The Arc of Advocacy Requires Patience and Persistence
3 minute read
Back in 2011-13, I was crisscrossing the country for an ongoing series of advocacy meetings we called “roadshows.” I was working at the Alliance for International Exchange, and I visited everywhere from Norman, OK, to Columbia, SC, to Kansas City, MO, to Ft. Worth, TX. In each location, I gathered a small group of exchange supporters and practitioners from universities and NGOs, and we paid a collective visit to local Congressional offices.
Milwaukee, WI was also a frequent stop, especially to visit the office of Sen. Ron Johnson. As a member of the Senate Foreign Relations Committee and representing a strong Summer Work Travel (SWT) host state (the Wisconsin Dells and Door County are home to many SWT students each summer), he was a key advocacy target.
While all of these meetings felt important, they were also sometimes deflating. Advocacy can be like that. It’s rare that you’ll leave any given meeting with a very specific outcome or a solid promise of action. Throughout the more than 30 meetings I did during those roadshows, I never walked out with a promise. I wasn’t expecting to, not in those specific moments. But even so, after awhile, I began to doubt. Were these roadshows worth it? Was I accomplishing anything?

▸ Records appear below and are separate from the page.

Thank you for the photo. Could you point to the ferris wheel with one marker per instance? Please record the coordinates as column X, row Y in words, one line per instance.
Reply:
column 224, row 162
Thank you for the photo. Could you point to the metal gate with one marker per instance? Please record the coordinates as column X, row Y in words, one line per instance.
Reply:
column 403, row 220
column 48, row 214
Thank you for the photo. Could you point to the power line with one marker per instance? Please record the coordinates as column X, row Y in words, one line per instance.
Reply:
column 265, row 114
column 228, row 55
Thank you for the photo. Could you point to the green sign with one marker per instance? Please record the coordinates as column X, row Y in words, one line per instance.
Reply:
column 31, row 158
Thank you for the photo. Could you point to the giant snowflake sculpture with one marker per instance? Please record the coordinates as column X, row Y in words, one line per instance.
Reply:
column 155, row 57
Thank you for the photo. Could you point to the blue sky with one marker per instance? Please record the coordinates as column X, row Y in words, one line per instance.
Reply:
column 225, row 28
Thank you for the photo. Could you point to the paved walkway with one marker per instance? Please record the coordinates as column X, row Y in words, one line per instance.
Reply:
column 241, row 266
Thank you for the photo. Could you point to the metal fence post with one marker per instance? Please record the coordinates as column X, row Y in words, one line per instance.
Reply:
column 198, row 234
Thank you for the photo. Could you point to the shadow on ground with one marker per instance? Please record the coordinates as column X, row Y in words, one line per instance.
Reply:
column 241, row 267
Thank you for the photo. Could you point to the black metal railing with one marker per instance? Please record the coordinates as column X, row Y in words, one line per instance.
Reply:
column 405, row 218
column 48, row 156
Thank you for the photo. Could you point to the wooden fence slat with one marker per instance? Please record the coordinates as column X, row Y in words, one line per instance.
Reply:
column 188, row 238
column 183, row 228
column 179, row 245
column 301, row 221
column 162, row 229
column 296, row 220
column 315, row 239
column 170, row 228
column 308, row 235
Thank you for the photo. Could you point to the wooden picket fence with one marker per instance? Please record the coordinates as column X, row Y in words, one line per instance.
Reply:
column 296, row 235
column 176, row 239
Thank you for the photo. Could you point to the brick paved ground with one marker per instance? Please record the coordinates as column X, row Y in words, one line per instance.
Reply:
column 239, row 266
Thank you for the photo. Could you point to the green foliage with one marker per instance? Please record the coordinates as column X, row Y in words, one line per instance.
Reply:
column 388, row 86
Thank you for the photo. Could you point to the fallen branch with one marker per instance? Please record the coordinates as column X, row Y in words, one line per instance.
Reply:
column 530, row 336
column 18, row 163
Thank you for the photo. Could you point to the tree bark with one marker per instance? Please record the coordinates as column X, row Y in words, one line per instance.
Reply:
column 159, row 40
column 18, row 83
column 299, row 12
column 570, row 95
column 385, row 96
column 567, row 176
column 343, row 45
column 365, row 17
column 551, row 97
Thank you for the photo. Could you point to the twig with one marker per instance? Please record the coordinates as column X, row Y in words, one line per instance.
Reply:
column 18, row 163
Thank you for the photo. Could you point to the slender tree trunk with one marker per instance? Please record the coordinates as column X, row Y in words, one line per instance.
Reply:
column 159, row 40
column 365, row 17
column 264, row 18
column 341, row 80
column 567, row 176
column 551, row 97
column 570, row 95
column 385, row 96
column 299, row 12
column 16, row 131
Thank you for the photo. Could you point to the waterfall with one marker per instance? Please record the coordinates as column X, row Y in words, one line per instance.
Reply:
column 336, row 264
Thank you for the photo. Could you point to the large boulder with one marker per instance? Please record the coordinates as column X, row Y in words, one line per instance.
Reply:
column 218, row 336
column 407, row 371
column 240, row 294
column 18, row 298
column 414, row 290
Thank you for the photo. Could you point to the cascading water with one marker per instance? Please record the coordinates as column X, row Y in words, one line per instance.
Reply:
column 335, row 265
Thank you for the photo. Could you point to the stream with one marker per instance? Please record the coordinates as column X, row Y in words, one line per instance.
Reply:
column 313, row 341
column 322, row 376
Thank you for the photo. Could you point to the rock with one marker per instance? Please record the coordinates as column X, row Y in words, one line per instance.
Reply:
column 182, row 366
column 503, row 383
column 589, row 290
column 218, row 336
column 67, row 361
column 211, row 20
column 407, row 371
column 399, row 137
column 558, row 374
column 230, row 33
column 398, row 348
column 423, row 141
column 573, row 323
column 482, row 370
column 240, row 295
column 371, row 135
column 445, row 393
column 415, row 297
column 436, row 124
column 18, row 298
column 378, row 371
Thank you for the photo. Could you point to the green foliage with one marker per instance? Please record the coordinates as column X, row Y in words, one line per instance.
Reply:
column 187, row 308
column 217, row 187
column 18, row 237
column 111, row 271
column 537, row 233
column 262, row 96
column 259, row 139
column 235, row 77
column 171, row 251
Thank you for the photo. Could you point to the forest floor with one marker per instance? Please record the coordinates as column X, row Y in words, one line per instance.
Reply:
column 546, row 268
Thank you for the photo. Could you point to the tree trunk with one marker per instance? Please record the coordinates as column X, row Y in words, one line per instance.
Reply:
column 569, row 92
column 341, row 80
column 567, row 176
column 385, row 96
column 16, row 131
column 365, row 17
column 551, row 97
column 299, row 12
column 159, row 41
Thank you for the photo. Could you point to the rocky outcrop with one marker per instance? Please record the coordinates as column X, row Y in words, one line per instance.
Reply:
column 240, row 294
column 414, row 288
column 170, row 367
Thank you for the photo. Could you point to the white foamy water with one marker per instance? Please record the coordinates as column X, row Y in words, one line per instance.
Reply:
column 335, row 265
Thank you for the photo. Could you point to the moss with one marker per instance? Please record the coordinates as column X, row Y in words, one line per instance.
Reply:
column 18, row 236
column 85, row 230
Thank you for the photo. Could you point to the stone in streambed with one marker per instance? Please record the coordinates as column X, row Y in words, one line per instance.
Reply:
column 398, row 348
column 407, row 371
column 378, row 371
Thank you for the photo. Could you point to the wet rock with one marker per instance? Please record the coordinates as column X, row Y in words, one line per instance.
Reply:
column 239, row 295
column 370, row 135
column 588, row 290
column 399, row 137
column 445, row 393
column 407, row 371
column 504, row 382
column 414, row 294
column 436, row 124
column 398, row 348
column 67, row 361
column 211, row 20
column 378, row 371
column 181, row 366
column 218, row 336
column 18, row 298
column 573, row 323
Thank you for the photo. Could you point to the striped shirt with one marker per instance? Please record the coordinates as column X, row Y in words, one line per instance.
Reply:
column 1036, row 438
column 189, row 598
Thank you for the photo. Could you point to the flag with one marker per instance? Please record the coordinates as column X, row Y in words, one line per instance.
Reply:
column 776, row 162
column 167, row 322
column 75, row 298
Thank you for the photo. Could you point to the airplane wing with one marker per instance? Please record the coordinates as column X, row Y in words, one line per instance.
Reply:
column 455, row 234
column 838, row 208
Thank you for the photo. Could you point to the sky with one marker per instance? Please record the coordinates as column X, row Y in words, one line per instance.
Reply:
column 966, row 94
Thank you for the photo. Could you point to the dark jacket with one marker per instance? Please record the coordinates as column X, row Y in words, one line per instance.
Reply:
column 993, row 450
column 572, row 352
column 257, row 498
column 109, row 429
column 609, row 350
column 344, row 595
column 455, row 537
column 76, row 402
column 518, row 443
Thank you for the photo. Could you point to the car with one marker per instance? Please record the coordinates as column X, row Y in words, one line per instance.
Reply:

Then in May of 2013, I got a call from Sen. Johnson’s Milwaukee office. This was in the thick of the Senate’s try at a comprehensive immigration overhaul. A small piece of that 1,000 page bill was going to significantly harm exchange programs, so we’d jumped into a full court press to get that provision changed.
I’d met with Johnson’s Milwaukee staff four times over the previous three years, so I had a good relationship with them. And it was because of this relationship that they called me – to say that Sen. Johnson was holding a series of town hall meetings over the Memorial Day recess. They wanted to be supportive but needed constituents to raise the issue directly to the Senator, so it’d be a good idea for us to show up. And so we did. Wisconsin businesses who host SWT students came out in force, delivering a loud message of support for the program at nearly all of those town halls.
And wouldn’t you know it: the first day after recess, I got an email from Johnson’s DC office asking: what can we do to help? From there, Sen. Johnson ended up leading a charge that would ultimately result in that harmful provision in the Senate immigration bill being removed. And that all started by showing up and creating a relationship.
The arc of advocacy bends long. It might not be this meeting, or the next one, or even the next one. But persistent, patient effort, and an emphasis on personal relationships, are crucial. If you look first and foremost to make connections, and then you keep at it, the tangible results will come.